India Tax: Govt softens stand in new tax code

Rules for FIIs, capital gains may cause pain.
India government today proposed relief for individuals, companies that pay minimum alternate tax (MAT) and entities using the provisions of the Double Taxation Avoidance Agreements in the revised draft of the Direct Taxes Code (DTC).

More tax relief is in store as the revised tax draft suggested a less taxing dispensation for triggering the General Anti-Avoidance Rule. The 35-page document, released for comments, said every arrangement for tax mitigation would not be liable to be classified as an impermissible avoidance arrangement. It would only be used in four situations and will come with further safeguards by way of detailed rules and a specified threshold.

But there could be some pain for those making capital gains, as long-term capital gains in case of listed companies will now be added to the income and taxed at the applicable rate. At present, no capital gains tax is to be paid on long-term gains. The higher burden could be partly offset through a reduction in the securities transaction tax (STT), which was proposed to be abolished in the first draft. Investors are now awaiting the specific rates of deduction for capital gains, which would be finalised by the tax authorities.

Direct Tax Overhaul

- MAT to be computed on the basis of book profits
- Pension plans, life insurance, PPF exempted from tax at withdrawal
- Capital gains from stocks, equity funds may be part of ordinary income
- Buying or selling of securities by FIIs to be charged capital gains
- FIIs not to be subjected to TDS, will pay advance tax
- Difference between long-term and short-term capital gains eliminated

In case of short-term capital gains, however, no change has been proposed.

There will be more burden on some foreign institutional investors (FIIs), too, as the revised draft said any income arising through sale and purchase of securities will be taxed under capital gains. At present, it is treated as business income of a foreign company and exempted from tax.

In a bid to check tax avoidance, the government also proposed to tax profits of overseas subsidiaries of Indian companies - whether distributed or not by way of dividend in India. In addition, it has addressed some of the concerns on foreign companies that are not residents of India.

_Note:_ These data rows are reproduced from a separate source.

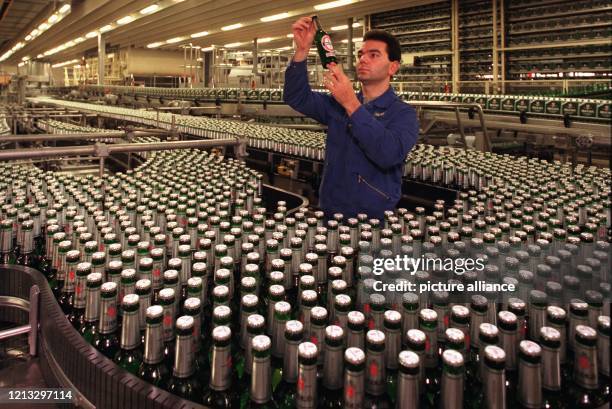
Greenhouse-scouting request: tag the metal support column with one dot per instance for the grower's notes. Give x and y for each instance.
(101, 58)
(455, 45)
(495, 48)
(502, 32)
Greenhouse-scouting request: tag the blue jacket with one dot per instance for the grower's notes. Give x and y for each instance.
(365, 152)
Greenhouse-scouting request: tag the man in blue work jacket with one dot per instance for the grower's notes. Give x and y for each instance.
(369, 133)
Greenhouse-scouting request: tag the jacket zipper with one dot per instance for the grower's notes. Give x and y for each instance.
(360, 179)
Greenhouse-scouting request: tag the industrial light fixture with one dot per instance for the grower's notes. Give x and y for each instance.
(333, 4)
(200, 34)
(150, 9)
(175, 40)
(274, 17)
(345, 27)
(231, 27)
(125, 20)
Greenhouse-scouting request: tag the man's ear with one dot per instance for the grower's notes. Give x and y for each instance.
(393, 68)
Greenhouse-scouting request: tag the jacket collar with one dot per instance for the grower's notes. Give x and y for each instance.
(383, 100)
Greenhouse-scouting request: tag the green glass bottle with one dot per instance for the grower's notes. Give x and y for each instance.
(306, 395)
(129, 356)
(183, 381)
(153, 368)
(166, 300)
(27, 257)
(66, 298)
(222, 392)
(324, 44)
(450, 394)
(77, 315)
(89, 328)
(6, 242)
(392, 326)
(552, 393)
(354, 378)
(260, 392)
(408, 394)
(331, 387)
(584, 391)
(106, 340)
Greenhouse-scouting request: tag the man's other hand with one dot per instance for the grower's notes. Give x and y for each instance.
(341, 88)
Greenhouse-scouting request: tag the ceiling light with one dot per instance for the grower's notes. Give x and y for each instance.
(333, 4)
(175, 40)
(274, 17)
(231, 27)
(150, 9)
(344, 27)
(125, 20)
(200, 34)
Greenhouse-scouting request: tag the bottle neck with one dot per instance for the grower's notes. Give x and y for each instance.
(130, 331)
(27, 245)
(307, 386)
(585, 366)
(375, 372)
(154, 345)
(184, 357)
(495, 388)
(108, 315)
(408, 389)
(332, 367)
(168, 322)
(290, 362)
(603, 354)
(354, 389)
(221, 368)
(92, 306)
(551, 366)
(451, 389)
(392, 348)
(80, 298)
(530, 384)
(261, 379)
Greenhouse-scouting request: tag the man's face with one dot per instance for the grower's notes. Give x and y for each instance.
(373, 63)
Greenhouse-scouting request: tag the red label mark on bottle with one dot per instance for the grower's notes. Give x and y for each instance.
(111, 312)
(583, 362)
(373, 370)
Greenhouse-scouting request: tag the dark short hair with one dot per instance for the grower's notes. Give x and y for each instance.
(393, 47)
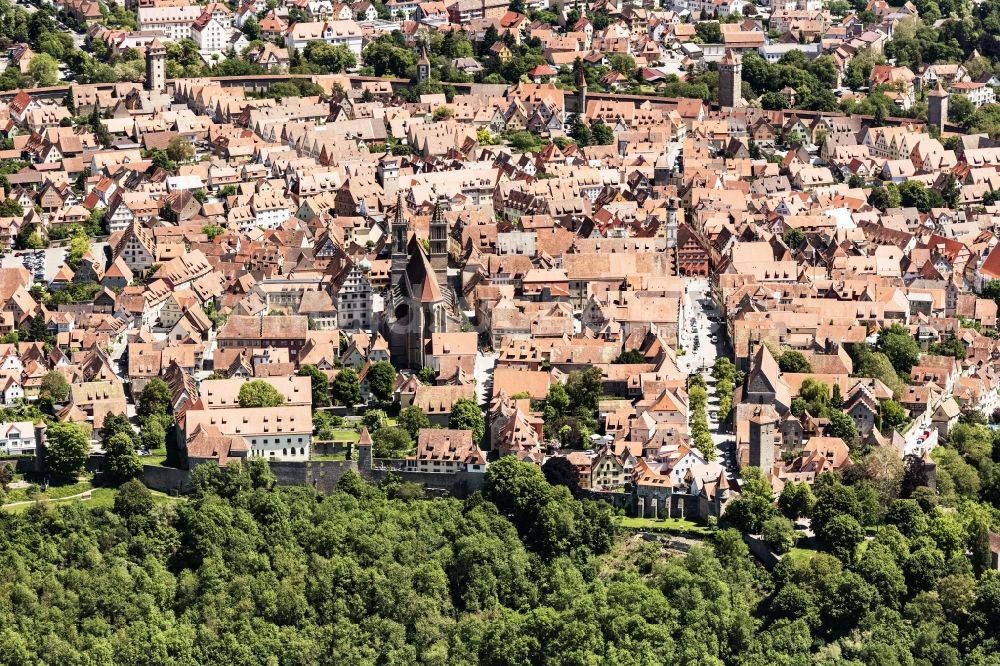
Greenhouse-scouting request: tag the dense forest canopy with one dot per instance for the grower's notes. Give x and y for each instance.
(247, 573)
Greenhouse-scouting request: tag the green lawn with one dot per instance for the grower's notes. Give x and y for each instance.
(664, 525)
(53, 492)
(333, 457)
(99, 497)
(800, 553)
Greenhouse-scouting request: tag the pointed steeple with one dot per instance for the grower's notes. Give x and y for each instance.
(439, 239)
(399, 226)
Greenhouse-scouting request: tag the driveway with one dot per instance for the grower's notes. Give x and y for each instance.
(485, 363)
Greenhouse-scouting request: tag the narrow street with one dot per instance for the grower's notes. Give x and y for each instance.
(704, 340)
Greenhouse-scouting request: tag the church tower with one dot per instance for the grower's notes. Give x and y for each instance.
(671, 227)
(388, 175)
(937, 107)
(397, 240)
(156, 67)
(423, 66)
(731, 80)
(439, 242)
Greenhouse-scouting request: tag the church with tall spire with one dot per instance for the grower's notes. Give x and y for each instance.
(420, 300)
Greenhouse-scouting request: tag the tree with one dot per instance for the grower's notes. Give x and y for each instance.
(632, 356)
(466, 415)
(179, 149)
(6, 476)
(346, 389)
(884, 469)
(213, 231)
(843, 426)
(877, 365)
(120, 460)
(779, 533)
(319, 382)
(796, 500)
(773, 101)
(154, 435)
(842, 535)
(10, 208)
(54, 384)
(754, 506)
(116, 424)
(623, 63)
(427, 376)
(960, 110)
(559, 471)
(793, 361)
(133, 499)
(794, 238)
(708, 32)
(251, 28)
(892, 416)
(66, 449)
(603, 134)
(413, 420)
(580, 131)
(585, 388)
(155, 399)
(79, 245)
(391, 442)
(899, 347)
(259, 393)
(332, 59)
(382, 379)
(44, 70)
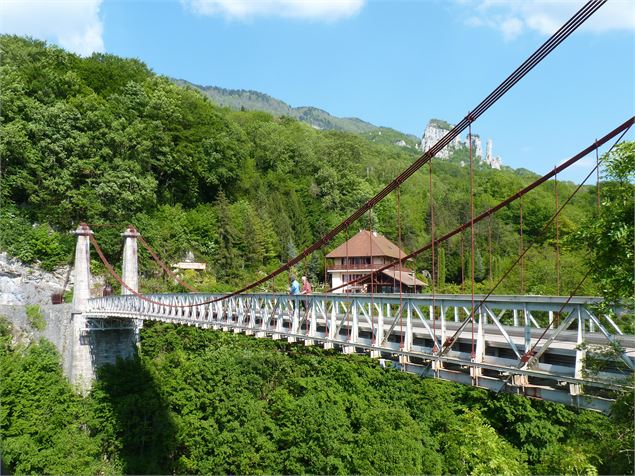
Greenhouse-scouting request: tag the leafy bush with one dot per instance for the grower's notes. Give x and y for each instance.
(35, 317)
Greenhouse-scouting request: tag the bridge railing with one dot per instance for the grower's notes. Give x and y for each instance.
(515, 341)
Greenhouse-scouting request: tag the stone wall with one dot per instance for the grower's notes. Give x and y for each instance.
(118, 340)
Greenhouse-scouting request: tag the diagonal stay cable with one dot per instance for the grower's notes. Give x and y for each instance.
(622, 128)
(448, 344)
(553, 42)
(543, 51)
(164, 267)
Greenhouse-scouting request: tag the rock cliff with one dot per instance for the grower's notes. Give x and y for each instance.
(437, 128)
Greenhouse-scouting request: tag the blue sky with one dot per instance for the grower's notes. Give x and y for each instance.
(395, 64)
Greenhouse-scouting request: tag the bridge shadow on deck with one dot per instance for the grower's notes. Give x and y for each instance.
(134, 418)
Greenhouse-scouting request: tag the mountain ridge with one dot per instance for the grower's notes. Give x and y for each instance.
(251, 100)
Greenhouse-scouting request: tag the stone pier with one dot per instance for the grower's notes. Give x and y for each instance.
(95, 342)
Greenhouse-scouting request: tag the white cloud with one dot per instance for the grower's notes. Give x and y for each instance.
(328, 10)
(72, 24)
(513, 17)
(511, 28)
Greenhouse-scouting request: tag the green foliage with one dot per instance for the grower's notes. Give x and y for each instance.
(609, 235)
(43, 424)
(242, 191)
(199, 402)
(35, 317)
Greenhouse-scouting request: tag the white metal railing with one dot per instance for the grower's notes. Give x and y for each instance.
(513, 340)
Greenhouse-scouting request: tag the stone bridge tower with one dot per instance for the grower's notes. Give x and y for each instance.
(95, 342)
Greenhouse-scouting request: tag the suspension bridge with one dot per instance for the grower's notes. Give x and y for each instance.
(531, 345)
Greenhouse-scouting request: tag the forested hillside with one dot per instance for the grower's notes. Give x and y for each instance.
(104, 140)
(240, 99)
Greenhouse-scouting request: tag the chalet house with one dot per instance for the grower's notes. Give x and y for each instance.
(361, 255)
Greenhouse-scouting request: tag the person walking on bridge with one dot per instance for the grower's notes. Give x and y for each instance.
(306, 289)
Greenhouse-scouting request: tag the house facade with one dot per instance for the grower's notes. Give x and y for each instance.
(363, 254)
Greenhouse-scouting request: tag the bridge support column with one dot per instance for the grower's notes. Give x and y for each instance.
(580, 356)
(80, 370)
(408, 338)
(130, 270)
(379, 332)
(479, 350)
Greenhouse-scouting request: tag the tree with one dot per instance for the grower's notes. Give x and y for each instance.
(609, 236)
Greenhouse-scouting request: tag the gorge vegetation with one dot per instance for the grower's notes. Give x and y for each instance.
(104, 140)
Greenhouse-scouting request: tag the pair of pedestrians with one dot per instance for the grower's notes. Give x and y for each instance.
(306, 289)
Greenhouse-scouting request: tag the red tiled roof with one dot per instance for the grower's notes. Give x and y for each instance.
(406, 277)
(363, 243)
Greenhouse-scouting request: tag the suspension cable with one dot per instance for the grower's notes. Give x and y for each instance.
(400, 266)
(622, 128)
(489, 244)
(555, 184)
(597, 176)
(472, 234)
(432, 235)
(462, 264)
(451, 340)
(522, 247)
(167, 270)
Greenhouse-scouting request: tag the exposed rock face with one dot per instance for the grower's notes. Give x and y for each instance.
(493, 162)
(25, 284)
(22, 284)
(436, 129)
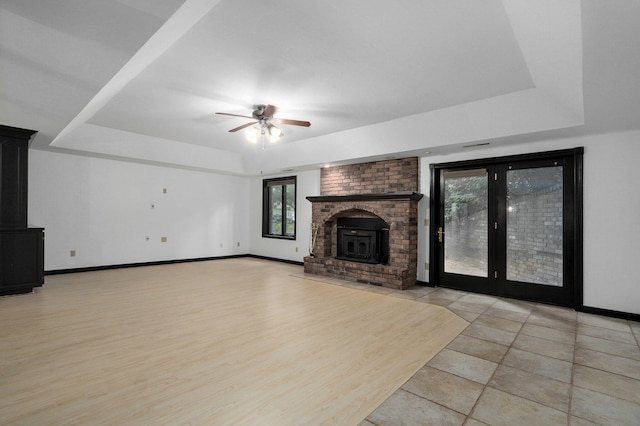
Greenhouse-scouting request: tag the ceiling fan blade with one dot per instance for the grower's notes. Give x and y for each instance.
(242, 127)
(269, 110)
(292, 122)
(234, 115)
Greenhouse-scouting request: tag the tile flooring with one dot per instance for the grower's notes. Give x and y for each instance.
(520, 363)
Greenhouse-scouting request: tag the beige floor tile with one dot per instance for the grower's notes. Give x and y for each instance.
(562, 351)
(499, 323)
(483, 299)
(513, 305)
(468, 306)
(466, 315)
(437, 299)
(506, 314)
(404, 408)
(607, 362)
(501, 337)
(604, 322)
(538, 364)
(444, 388)
(608, 334)
(608, 346)
(556, 312)
(559, 336)
(480, 348)
(463, 365)
(537, 318)
(608, 383)
(420, 290)
(500, 408)
(604, 409)
(546, 391)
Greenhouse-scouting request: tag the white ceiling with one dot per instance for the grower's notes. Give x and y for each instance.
(142, 79)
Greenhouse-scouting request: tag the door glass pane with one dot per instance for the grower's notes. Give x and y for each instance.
(275, 227)
(534, 225)
(465, 222)
(291, 210)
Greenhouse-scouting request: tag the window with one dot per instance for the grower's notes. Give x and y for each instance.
(279, 208)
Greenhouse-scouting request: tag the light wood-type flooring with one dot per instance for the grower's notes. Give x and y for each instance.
(225, 342)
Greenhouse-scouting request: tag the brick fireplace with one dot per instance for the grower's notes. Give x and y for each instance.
(383, 190)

In all, there are 11 areas in which changes are proposed. But the revised draft is silent on the new rates of taxation. The earlier draft had suggested a taxation rate of 10 per cent on income up to Rs 10 lakh, 20 per cent for income up to Rs 25 lakh and 30 per cent thereafter.

"The proposals in this revised discussion paper would lead to a reduction in the tax base proposed in the DTC. The indicative tax slabs and tax rates and monetary limits for exemptions and deductions proposed in the DTC will, therefore, be calibrated accordingly while finalising the legislation," the revised draft said.

Tax consultants said the biggest gain for Corporate India has come by way of changes in the proposed MAT regime. Instead of a system of computation based on gross assets, as proposed earlier, the revised draft has suggested that it should be linked to book profit. The change in the system was expected to affect the capital intensive companies the most and result in an additional burden of over Rs 12,000 crore.

Foreign investors will also draw comfort from the fact that the provisions of DTC will not override existing Double Taxation Avoidance Agreements (DTAAs). Instead, only in cases where the provisions related to CFC or GAAR have been triggered, will the DTC override a tax treaty. Otherwise, between the domestic law and the relevant DTAA, the one which is more beneficial to the taxpayer will apply.

Even non-profit organisations can draw some comfort as income from public religious activities will be exempt from tax if they fulfill certain conditions.

Revenue Secretary Sunil Mitra told reporters there were a number of other specific issues on which feedback had been received. These concerns would be addressed while finalising the Bill for introduction in Parliament in the upcoming monsoon session. The government plans to implement DTC from April 2011.

"If Parliament procedure is complete and it becomes a law, it will be implemented from April 1, 2011," Mitra told reporters after releasing the revised DTC draft.

S S N Moorthy, chairman, Central Board of Direct Taxes (CBDT), said tax rates in the draft code were only suggestive and the finance ministry has not touched upon the matter in the revised discussion paper because the rates would be decided by the legislature.

As per the revised discussion paper, an employer's contribution to an approved provident fund, superannuation fund and New Pension Scheme, within the limits prescribed, shall not be considered as salary in the hands of the employee.

"Also, retirement benefits received by an employee will be exempt subject to specified monetary limits. Thus, the amount of gratuity received, the amount received under VRS (voluntary retirement scheme), the amount received on commutation of pension linked to gratuity and the amount received on account of encashment of leave at the time of superannuation are proposed to be exempt, subject to specified limits, for all employees," said Homi Mistry, tax expert with Deloitte.

The first draft of DTC, which will replace the decades-old Income Tax Act of 1961, was released in August 2009. The industry had opposed many provisions of the code. Following that Finance Minister Pranab Mukherjee had agreed to address nine key areas of the code. The finance ministry received about 1,600 comments on the first draft code.

"It seems that the government is reverting to the existing position on MAT and taxation of savings," said former CBDT Chairman T N Pande. He added that the government had softened its stance on some of the issues.

"The government has covered 70-80 per cent of the distance. Now we need to see what more can we get," said Dinesh Kanabar,  deputy chief executive officer and chairman (tax) for KPMG's operations in India.